How many science fiction stories have been written about Alpha Centauri, the closest star system to our own? How many serious scientists, in their quest to determine just how lonely we are in the universe, have wondered whether there are planets there, only four light-years away?
The first results are in — and yes, there is at least one planet orbiting Alpha Centauri B, one of the three stars clustered together there. European astronomers, using a 3.6 meter telescope at the La Silla Observatory in Chile, report it is remarkably small — about as massive as Earth. Worlds that small have been beyond earthlings’ capacity to detect them until just very recently.
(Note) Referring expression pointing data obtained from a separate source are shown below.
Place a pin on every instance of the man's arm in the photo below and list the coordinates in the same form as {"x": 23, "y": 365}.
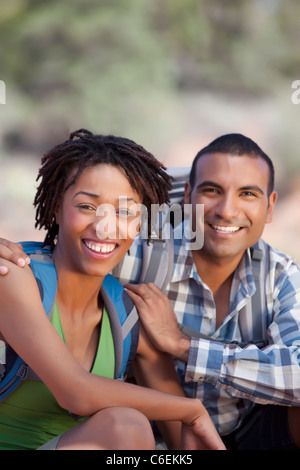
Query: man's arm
{"x": 154, "y": 369}
{"x": 268, "y": 375}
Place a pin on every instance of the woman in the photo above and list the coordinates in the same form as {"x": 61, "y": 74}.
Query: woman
{"x": 81, "y": 178}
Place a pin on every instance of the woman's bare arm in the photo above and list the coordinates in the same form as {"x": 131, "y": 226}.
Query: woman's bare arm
{"x": 26, "y": 328}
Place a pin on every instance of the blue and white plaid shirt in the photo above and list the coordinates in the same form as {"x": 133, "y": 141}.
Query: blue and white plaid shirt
{"x": 228, "y": 379}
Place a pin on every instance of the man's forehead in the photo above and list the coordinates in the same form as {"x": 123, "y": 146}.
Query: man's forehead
{"x": 226, "y": 165}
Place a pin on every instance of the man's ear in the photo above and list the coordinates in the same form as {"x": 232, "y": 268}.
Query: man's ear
{"x": 272, "y": 202}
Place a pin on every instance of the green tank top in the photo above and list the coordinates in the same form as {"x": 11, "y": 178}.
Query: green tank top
{"x": 31, "y": 416}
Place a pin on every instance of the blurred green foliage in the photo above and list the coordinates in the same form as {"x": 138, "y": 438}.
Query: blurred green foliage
{"x": 114, "y": 65}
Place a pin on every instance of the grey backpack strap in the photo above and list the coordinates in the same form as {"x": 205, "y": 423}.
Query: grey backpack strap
{"x": 158, "y": 260}
{"x": 252, "y": 319}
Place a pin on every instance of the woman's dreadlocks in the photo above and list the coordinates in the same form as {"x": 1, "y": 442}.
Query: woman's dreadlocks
{"x": 84, "y": 149}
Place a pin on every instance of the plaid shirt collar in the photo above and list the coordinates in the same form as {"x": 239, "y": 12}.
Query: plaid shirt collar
{"x": 185, "y": 268}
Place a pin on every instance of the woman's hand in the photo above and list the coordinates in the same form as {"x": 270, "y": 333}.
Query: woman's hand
{"x": 201, "y": 434}
{"x": 159, "y": 319}
{"x": 12, "y": 252}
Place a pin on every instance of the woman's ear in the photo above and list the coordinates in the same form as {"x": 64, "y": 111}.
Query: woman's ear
{"x": 57, "y": 213}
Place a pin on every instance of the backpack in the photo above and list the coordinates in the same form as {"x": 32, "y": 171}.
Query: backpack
{"x": 121, "y": 310}
{"x": 158, "y": 258}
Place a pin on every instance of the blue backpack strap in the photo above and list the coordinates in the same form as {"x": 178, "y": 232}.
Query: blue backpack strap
{"x": 124, "y": 323}
{"x": 43, "y": 269}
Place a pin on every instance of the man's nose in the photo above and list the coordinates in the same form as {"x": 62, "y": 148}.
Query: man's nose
{"x": 228, "y": 207}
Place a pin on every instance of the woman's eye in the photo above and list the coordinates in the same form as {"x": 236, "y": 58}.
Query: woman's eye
{"x": 125, "y": 213}
{"x": 86, "y": 207}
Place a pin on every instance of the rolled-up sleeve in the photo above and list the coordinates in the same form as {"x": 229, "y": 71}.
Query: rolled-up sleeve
{"x": 268, "y": 375}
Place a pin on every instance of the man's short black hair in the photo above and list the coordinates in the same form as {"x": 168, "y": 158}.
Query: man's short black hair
{"x": 234, "y": 144}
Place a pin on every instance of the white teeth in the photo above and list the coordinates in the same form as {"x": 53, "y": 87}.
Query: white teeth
{"x": 100, "y": 247}
{"x": 225, "y": 229}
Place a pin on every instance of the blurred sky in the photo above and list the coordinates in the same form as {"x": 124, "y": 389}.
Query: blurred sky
{"x": 170, "y": 75}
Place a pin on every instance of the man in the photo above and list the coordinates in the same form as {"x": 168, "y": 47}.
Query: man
{"x": 210, "y": 290}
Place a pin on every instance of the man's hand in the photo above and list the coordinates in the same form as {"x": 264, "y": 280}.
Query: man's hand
{"x": 12, "y": 252}
{"x": 201, "y": 434}
{"x": 159, "y": 320}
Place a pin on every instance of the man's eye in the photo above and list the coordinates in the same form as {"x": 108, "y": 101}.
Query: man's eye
{"x": 248, "y": 193}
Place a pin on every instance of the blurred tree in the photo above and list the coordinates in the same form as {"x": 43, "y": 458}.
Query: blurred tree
{"x": 113, "y": 65}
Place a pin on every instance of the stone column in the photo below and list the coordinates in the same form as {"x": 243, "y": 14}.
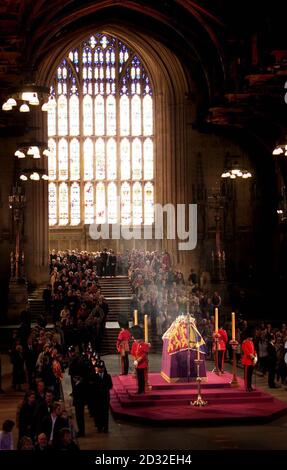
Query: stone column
{"x": 36, "y": 237}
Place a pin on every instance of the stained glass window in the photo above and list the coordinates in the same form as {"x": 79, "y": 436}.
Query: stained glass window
{"x": 112, "y": 204}
{"x": 137, "y": 203}
{"x": 52, "y": 204}
{"x": 125, "y": 159}
{"x": 137, "y": 159}
{"x": 126, "y": 204}
{"x": 148, "y": 159}
{"x": 89, "y": 203}
{"x": 63, "y": 204}
{"x": 75, "y": 204}
{"x": 147, "y": 115}
{"x": 100, "y": 159}
{"x": 124, "y": 115}
{"x": 52, "y": 160}
{"x": 63, "y": 163}
{"x": 88, "y": 159}
{"x": 148, "y": 203}
{"x": 111, "y": 159}
{"x": 101, "y": 136}
{"x": 100, "y": 204}
{"x": 62, "y": 115}
{"x": 74, "y": 159}
{"x": 74, "y": 115}
{"x": 88, "y": 115}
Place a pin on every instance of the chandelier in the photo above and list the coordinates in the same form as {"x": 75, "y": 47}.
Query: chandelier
{"x": 28, "y": 95}
{"x": 236, "y": 172}
{"x": 32, "y": 149}
{"x": 280, "y": 150}
{"x": 33, "y": 174}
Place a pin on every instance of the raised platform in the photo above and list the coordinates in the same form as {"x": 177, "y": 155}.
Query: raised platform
{"x": 169, "y": 403}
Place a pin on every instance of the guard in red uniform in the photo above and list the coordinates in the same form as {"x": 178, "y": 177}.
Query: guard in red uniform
{"x": 140, "y": 351}
{"x": 222, "y": 341}
{"x": 249, "y": 360}
{"x": 123, "y": 347}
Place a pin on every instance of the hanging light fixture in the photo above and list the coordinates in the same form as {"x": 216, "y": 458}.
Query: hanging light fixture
{"x": 33, "y": 174}
{"x": 32, "y": 149}
{"x": 234, "y": 173}
{"x": 29, "y": 94}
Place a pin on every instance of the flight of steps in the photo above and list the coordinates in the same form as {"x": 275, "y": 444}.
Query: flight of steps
{"x": 118, "y": 293}
{"x": 36, "y": 303}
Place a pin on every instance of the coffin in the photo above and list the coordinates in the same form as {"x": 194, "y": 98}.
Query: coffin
{"x": 182, "y": 345}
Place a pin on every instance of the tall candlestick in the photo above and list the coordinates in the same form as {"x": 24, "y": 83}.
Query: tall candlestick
{"x": 233, "y": 325}
{"x": 136, "y": 321}
{"x": 146, "y": 328}
{"x": 216, "y": 320}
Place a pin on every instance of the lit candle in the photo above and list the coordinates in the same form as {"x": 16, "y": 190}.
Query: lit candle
{"x": 136, "y": 322}
{"x": 233, "y": 326}
{"x": 216, "y": 320}
{"x": 146, "y": 328}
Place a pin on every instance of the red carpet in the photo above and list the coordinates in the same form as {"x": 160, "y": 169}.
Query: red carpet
{"x": 170, "y": 403}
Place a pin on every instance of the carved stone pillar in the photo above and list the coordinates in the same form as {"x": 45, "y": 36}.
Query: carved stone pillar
{"x": 36, "y": 215}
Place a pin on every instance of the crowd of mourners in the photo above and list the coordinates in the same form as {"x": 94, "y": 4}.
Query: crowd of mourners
{"x": 78, "y": 310}
{"x": 46, "y": 420}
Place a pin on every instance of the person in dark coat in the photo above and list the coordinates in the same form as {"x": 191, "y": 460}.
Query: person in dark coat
{"x": 271, "y": 362}
{"x": 79, "y": 401}
{"x": 102, "y": 384}
{"x": 43, "y": 408}
{"x": 66, "y": 443}
{"x": 18, "y": 373}
{"x": 30, "y": 355}
{"x": 52, "y": 425}
{"x": 112, "y": 260}
{"x": 27, "y": 424}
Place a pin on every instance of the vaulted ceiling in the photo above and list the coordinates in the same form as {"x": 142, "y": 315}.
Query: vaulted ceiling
{"x": 238, "y": 45}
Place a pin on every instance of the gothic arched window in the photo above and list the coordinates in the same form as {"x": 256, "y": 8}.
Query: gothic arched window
{"x": 100, "y": 128}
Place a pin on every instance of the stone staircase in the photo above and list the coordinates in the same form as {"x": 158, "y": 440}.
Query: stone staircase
{"x": 118, "y": 293}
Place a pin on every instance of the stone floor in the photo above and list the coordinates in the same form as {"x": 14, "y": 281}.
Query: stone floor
{"x": 124, "y": 435}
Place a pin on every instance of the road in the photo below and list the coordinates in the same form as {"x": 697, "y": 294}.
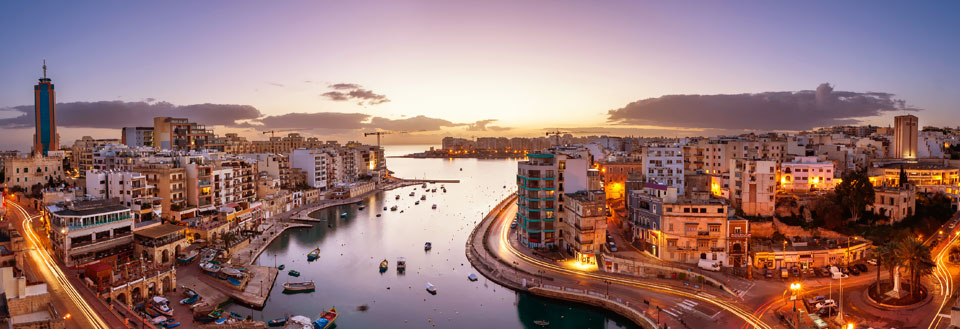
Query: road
{"x": 63, "y": 294}
{"x": 697, "y": 309}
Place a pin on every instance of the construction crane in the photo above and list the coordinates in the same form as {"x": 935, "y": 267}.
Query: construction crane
{"x": 556, "y": 132}
{"x": 388, "y": 132}
{"x": 273, "y": 133}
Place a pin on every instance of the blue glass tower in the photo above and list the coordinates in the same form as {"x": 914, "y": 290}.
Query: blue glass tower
{"x": 45, "y": 138}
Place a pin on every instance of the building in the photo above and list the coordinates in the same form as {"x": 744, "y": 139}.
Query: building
{"x": 806, "y": 174}
{"x": 45, "y": 139}
{"x": 663, "y": 164}
{"x": 905, "y": 130}
{"x": 752, "y": 186}
{"x": 129, "y": 188}
{"x": 137, "y": 136}
{"x": 87, "y": 231}
{"x": 541, "y": 182}
{"x": 29, "y": 171}
{"x": 695, "y": 230}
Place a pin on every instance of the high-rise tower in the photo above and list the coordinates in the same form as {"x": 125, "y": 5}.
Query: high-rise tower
{"x": 45, "y": 138}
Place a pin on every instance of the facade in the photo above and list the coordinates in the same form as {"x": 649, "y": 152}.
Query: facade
{"x": 806, "y": 174}
{"x": 663, "y": 164}
{"x": 45, "y": 139}
{"x": 29, "y": 171}
{"x": 695, "y": 230}
{"x": 83, "y": 232}
{"x": 752, "y": 186}
{"x": 905, "y": 130}
{"x": 137, "y": 136}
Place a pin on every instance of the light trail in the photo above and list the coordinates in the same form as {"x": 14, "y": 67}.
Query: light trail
{"x": 746, "y": 316}
{"x": 61, "y": 277}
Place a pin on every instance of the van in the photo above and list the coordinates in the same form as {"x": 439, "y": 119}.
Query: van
{"x": 709, "y": 265}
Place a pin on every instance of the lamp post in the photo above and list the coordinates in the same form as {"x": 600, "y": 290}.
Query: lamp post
{"x": 795, "y": 287}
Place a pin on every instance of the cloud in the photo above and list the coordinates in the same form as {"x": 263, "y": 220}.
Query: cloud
{"x": 799, "y": 110}
{"x": 351, "y": 91}
{"x": 117, "y": 114}
{"x": 484, "y": 125}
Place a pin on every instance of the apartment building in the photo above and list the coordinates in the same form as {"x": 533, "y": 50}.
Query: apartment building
{"x": 694, "y": 230}
{"x": 129, "y": 188}
{"x": 91, "y": 230}
{"x": 806, "y": 174}
{"x": 663, "y": 164}
{"x": 752, "y": 186}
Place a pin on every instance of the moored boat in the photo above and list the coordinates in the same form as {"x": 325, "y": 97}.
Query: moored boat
{"x": 383, "y": 265}
{"x": 313, "y": 255}
{"x": 299, "y": 286}
{"x": 326, "y": 319}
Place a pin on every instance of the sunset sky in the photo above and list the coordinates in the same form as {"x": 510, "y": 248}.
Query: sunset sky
{"x": 335, "y": 69}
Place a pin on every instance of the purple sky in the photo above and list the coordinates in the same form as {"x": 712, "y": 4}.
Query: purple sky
{"x": 528, "y": 65}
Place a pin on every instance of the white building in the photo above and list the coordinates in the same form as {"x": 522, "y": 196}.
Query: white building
{"x": 663, "y": 164}
{"x": 805, "y": 174}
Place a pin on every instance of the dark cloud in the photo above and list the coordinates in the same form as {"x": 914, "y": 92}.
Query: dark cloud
{"x": 321, "y": 120}
{"x": 351, "y": 91}
{"x": 116, "y": 114}
{"x": 768, "y": 111}
{"x": 415, "y": 123}
{"x": 484, "y": 125}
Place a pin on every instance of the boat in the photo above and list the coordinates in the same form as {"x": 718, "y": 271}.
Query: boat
{"x": 383, "y": 265}
{"x": 277, "y": 322}
{"x": 326, "y": 319}
{"x": 210, "y": 267}
{"x": 190, "y": 300}
{"x": 188, "y": 257}
{"x": 298, "y": 286}
{"x": 313, "y": 255}
{"x": 171, "y": 323}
Let’s get some details out of the way quickly. The newly found planet is probably hellish, only about 4 million miles from its host star (we’re 93 million miles from ours). It’s also fast, completing one orbit — one “year” — in only 3.2 of our days.
For now, the most remarkable thing about the planet, say the astronomers, is that they found it at all. It is much too distant to be seen directly. Instead, they watched the planet make its star wobble slightly, pulled around by the planet’s gravity as it circled from one side to the other.
Their measurements showed the star moved from side to side at a top speed of 1.8 km (about 1.1 miles) per hour — “about the speed of a baby crawling,” they said.
“It’s an extraordinary discovery and it has pushed our technique to the limit,” said Xavier Dumusque of the Geneva Observatory in Switzerland, who is lead author of the paper reporting the find in this week’s edition of the journal Nature.
So the astronomers were able to detect the little world over a distance of 25 trillion miles, but just barely. They kept watching for four years until they were sure.
It’s hardly a twin of Earth, but it is a neighbor of sorts, one more sign that the Milky Way galaxy is thick with planets.